Facebook Shells Out $500,000 For Project To Fight Election Hacking

Facebook Shells Out $500,000 For Project To Fight Election Hacking

Facebook is sponsoring the efforts of former Hillary Clinton and Mitt Romney campaign managers to combat hacking and disinformation campaigns designed to interfere with elections.
Photo: Getty

Facebook’s chief security officer Alex Stamos announced the company’s $US500,000 investment in the effort, called Defending Digital Democracy, today during a keynote at the security conference Black Hat. The project was launched last month by a Harvard University group and Stamos is a member of the group’s advisory committee.

“Our goal is to build an information sharing organisation that includes political parties, campaigns, state and local election officials, and tech companies,” Stamos told Gizmodo.

The information sharing unit will be modelled on similar efforts within the tech industry to share threat intelligence. Facebook and other major tech companies like Microsoft and Twitter use these kinds of partnerships to share information on terrorist threats, revenge porn, and child exploitation. “If one company detects an attack they can immunize others very quickly,” Stamos said.

But Defending Digital Democracy plans to incorporate data not just from participating tech companies — executives from Google and the cybersecurity firm CrowdStrike are also on the advisory board — but from election officials as well.

Getting election officials on board with the project might present a challenge. The Department of Homeland Security has struggled to convince state election officials to accept cybersecurity assistance from the federal government. Jeh Johnson, the Homeland Security Secretary under Obama, testified earlier this year that his decision to designate election systems as critical infrastructure was met with a “neutral to negative” reaction from state officials. He also noted that the Democratic National Committee was resistant when DHS offered assistance with the hacks that plagued the Clinton campaign.

Stamos hopes that election officials who are wary of collaborating with the federal government will be more receptive to working with an independent group tied to academia and tech.

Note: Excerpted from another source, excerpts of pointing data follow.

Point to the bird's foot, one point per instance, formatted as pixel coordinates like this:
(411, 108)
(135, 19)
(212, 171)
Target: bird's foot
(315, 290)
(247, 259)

“There is some resistance to anything that is imposed on state and local officials by the federal government. We are giving them the opportunity to work together,” Stamos explained. “We’ve had some excellent discussion with state and local election officials.” Facebook plans to host state and local election officials at its Menlo Park headquarters later this year to discuss the information sharing organisation, and launch the organisation in early 2018.

Facebook’s deep involvement with Defending Digital Democracy may seem out of character for a social media company. But Facebook was an active playground for foreign hackers during the 2016 election cycle, according to a report the company published in April. Hackers launched a coordinated disinformation campaign on Facebook, publishing hacked information and fake news and then falsely amplifying it. That experience gave Facebook first-hand insight into how political hacking campaigns are run — experience it can share with election officials.

Stamos said that the security of Defending Digital Democracy’s information sharing organisation would be a top priority. “We’re going to be eating our own dogfood,” he said, referencing an industry practice of product testing.

The hacking campaigns that occurred during last year’s election process startled many in the cybersecurity industry, and fighting back against these campaigns is a recurring theme during this week’s industry conferences, Black Hat and DEF CON.

“Cyber deterrence starts with strong cyber defence — and this project brings together key partners in politics, national security, and technology to generate innovative ideas to safeguard our key democratic institutions,” Eric Rosenbach, the former assistant secretary of the Defence Department and the head of Defending Digital Democracy, said in a statement announcing the project.

Facebook’s founding sponsorship in the Defending Digital Democracy project is part of the company’s larger effort to fund and improve information security across the internet. But putting money towards the cause isn’t enough, Stamos said — security experts also need to begin changing their hard-charging and often combative culture.

“While the security community has been very successful in finding and pointing out new areas of vulnerability, we have been less successful in solving these problems. We have cultural issues that hold us back from our potential — a lack of humility and empathy,” Stamos said. “The way that we discussed important political issues that involve security, that lack of humility and empathy is making us way less effective.”

As an example, Stamos cited last year’s battle between Apple and the Federal Bureau of Investigation over disabling encryption on an iPhone used by one of the San Bernardino shooters. Many people in the security community lambasted the government as stupid, uneducated, and evil, Stamos said, and the combative approach didn’t do Apple any favours as it fought the government’s order to unlock the iPhone.

“I believe that people deserve to have secure computing experiences and private conversations free of mass surveillance. It’s important to do so understanding the place others are coming form and the problems they’re dealing with. They are balancing their equities in a different way,” Stamos explained.

To support that cultural shift, Facebook also announced investments in research and education. It will put $US1 million towards the Internet Defence Prize, an award that funds research aimed at making the internet more secure. (Since 2014, Facebook has invested $US250,000 into the prize.) Facebook is also partnering with CodePath to offer cybersecurity courses at six colleges that have diverse student bodies but don’t currently offer cybersecurity programs. Graduates from the programs are offered paid internships at Facebook.

“I’d like to see our community focus on defence and diversity,” Stamos said.